Reversed the decision announced 6 Nov:  XML 1.0 now prohibits overlap
among enumerated attribute types declared in the same attribute-list
declaration.  Dissenting:  Bray, Hollander, Magliery.

 * We also reconsidered, for the second time, our decision on the
form of EMPTY elements.  Initially, we had agreed (deciding question
B.10 on 30 October) to allow both the form <e/> and the form <e>,
restricting the latter to cases where the element was explicitly
declared EMPTY but allowing <e/> whether a declaration was present or
not.  This was felt unsatisfactory by some members of the WG and ERB
because it requires all parsers to read and parse the DTD, even if
all they want is to detect element boundaries correctly in a single
entity.  It also leads to some unhappy choices between requiring
parsers to fetch external DTD entities *before even starting to parse
the document* or requiring users to include all declarations of EMPTY
elements in the internal subset, which could create maintenance
headaches of epic proportions.  As a result, we revisited the
question in early November (in the course of discussing question D.2,
reported 6 November) and sought ways to allow the <e> form without
effectively requiring all XML processors to read all of the DTD, all
of the time, before parsing.  As reported on 6 November, we agreed to
restrict the use of the <e> form to a set list of known EMPTY
elements, in order to allow users to create, if need be, documents
which are simultaneously processable HTML and valid XML.  There was
some concern about singling out a single DTD for special treatment,
but the importance of HTML on the Web (in the context of Documents on
the Web, *are* there other DTDs?) and the fact that SGML users
already have the same ability we were trying to give HTML users (i.e.
the ability to create valid XML documents processable with their
existing systems) outweighed those concerns.

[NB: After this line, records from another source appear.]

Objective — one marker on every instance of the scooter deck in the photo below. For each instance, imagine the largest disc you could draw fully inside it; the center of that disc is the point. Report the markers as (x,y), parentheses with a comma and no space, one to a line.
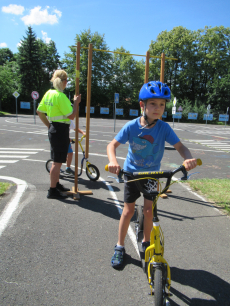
(142,254)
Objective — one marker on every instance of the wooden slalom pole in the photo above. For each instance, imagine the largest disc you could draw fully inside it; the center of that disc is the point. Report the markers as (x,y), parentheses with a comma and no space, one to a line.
(88,101)
(76,193)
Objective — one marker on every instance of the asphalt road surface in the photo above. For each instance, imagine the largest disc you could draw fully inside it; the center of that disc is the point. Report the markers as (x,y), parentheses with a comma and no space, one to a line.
(58,252)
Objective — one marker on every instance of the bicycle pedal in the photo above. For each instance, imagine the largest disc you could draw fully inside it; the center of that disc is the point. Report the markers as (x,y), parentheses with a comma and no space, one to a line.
(163,196)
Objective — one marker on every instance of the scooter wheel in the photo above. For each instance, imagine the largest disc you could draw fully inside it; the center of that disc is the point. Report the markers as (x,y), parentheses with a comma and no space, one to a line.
(92,172)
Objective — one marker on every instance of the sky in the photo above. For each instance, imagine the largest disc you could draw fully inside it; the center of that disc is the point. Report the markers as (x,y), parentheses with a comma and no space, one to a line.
(132,24)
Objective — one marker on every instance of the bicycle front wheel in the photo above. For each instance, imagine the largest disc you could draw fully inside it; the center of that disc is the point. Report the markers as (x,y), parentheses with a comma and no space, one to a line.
(92,172)
(159,287)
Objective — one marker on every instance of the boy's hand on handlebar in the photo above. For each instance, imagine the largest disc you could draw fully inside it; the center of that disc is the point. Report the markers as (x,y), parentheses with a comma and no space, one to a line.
(114,168)
(77,99)
(190,164)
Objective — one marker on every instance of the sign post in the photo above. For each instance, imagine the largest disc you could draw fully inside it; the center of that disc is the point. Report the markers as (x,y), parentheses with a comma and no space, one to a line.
(16,95)
(180,109)
(208,112)
(226,115)
(174,109)
(35,96)
(116,100)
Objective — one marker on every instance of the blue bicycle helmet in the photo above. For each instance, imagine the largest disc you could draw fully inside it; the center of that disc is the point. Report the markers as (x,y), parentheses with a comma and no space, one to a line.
(153,90)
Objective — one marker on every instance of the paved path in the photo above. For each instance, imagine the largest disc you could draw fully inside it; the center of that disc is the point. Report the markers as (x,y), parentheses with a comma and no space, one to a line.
(58,253)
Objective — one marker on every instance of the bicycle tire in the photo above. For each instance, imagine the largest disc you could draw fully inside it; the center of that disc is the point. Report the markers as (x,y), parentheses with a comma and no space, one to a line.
(49,164)
(140,217)
(159,287)
(95,174)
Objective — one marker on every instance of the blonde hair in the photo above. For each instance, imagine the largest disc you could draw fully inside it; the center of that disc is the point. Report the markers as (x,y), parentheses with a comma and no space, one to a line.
(58,77)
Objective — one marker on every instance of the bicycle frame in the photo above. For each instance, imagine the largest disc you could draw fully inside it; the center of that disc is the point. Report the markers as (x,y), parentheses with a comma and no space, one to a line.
(155,252)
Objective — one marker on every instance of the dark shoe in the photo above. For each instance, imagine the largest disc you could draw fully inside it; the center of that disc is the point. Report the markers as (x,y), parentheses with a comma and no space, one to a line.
(145,245)
(69,171)
(60,187)
(56,194)
(117,260)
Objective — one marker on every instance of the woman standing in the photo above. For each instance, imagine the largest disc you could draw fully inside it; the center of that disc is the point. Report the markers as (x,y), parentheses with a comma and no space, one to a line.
(59,113)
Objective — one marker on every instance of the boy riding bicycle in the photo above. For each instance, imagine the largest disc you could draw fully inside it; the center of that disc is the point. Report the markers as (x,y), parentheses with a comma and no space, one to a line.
(146,135)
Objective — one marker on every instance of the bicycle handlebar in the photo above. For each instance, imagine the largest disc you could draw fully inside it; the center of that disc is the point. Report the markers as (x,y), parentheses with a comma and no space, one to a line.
(138,176)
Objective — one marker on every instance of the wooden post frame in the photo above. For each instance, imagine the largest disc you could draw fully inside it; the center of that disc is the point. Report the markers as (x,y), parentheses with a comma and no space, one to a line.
(88,101)
(76,193)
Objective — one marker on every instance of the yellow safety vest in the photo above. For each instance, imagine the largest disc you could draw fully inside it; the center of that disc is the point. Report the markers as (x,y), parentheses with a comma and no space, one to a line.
(56,105)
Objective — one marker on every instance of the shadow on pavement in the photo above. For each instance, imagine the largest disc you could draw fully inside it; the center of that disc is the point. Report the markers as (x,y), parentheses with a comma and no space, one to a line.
(216,289)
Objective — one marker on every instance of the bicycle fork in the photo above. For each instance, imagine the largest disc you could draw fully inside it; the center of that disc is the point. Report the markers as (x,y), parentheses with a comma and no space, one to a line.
(154,256)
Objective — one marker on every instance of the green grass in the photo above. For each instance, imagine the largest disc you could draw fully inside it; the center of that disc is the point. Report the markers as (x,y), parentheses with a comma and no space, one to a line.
(215,190)
(4,187)
(4,113)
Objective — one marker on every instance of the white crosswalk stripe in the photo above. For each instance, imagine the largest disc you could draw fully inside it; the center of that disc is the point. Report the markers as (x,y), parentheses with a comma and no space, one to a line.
(13,155)
(212,132)
(219,145)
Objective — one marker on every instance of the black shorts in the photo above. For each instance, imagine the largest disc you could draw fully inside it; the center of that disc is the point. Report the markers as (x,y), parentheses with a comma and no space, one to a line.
(132,193)
(59,141)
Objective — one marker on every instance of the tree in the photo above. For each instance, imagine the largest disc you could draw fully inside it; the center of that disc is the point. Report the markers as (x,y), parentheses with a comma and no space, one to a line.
(6,55)
(127,79)
(101,68)
(37,62)
(9,83)
(29,63)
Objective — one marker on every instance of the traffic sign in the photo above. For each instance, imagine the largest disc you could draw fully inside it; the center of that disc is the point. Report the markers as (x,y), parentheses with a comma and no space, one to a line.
(116,98)
(35,95)
(16,94)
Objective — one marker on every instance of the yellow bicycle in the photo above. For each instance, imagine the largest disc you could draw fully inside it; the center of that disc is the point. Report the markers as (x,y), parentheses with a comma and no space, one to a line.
(153,261)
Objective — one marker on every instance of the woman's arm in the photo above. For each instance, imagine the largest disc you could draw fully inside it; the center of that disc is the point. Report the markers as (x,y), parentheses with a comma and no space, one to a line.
(77,100)
(43,118)
(111,152)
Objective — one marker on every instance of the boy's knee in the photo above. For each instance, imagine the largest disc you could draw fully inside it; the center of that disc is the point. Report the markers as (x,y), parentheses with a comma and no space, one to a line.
(147,212)
(128,212)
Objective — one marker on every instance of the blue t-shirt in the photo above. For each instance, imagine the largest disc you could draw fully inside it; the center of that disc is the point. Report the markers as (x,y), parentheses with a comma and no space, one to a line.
(146,146)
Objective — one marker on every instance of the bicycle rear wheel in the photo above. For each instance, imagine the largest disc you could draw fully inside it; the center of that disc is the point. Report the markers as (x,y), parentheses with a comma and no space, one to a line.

The ad hoc nature of the decision, however, continued to bother
several people (as well as several members of the WG), so we took it
up again.  Paul Prescod suggested on 8 November that HTML's EMPTY
elements could be handled by defining them (in an XML-friendly
version of the HTML DTD) as empty but not EMPTY, allowing XML-aware
users to write <br></br>, etc., which (a) is legal XML and (b) can be
processed by existing HTML browsers.  Some ERB members felt some
misgivings about tagging EMPTY elements this way, but (a) it works,
(b) it can't be all that bad, since it has been repeatedly suggested
as an enhancement for SGML itself, (c) it works, (d) it's much less
bad than the hard-coded list of elements, and (e) it works.

Agreed (Bray and Sharpe dissenting) to replace the paragraph
requiring XML processors to handle <e>-style tags for HTML 3.2's
EMPTY elements, if they detected that they were handling HTML, and
replace it with a paragraph explaining the Prescod technique of
making valid XML documents which can work with HTML browsers not
fitted out with <e/> handling.

 * Agreed (by general assent) to add a required version declaration
in the form of an XML PI at the beginning of the document.  The
version information to be required, the character-set information
optional.  In the ensuing editorial work, the version, charset, and
RMD information were all merged into a single 'XML declaration'.

 * Agreed (by general assent) to allow processing instructions in the
DTD.  (This may have been decided already, but it wasn't in the
grammar and we voted rather than look it up.  The deadline was
looming pretty high at this point.)

Other items remaining undiscussed and undecided were implicitly
declared editorial questions for purposes of getting copy to the
printer in time for SGML '96 distribution.  The editors resisted the
temptation to seize this opportunity to restore the DSD syntax for
markup declarations.

The spec has now gone to the printer; the editors would like to thank
those members of the WG who sent us corrections and pointed out
errors.  It'll be a materially more complete, correct, and less
confusing document thanks to your efforts.

- C. M. Sperberg-McQueen


Summary:

 * Removed (Paoli abstaining) the Cougar entities from XML 1.0.
 * Retained lt, gt, amp, quot, apos as non-redeclarable entities.
 * Retained ban on nondeterministic content models.
 * Prohibited (Bray, Hollander, Magliery dissenting) overlap among
enumerated types in XML 1.0.
 * Dropped special handling of HTML EMPTY elements, added paragraph
explaining Prescod method of making HTML valid XML (Bray, Sharpe
dissenting).
 * Added version declaration.
 * Allowed processing instructions in DTD.
Received on Thursday, 14 November 1996 19:33:25 UTC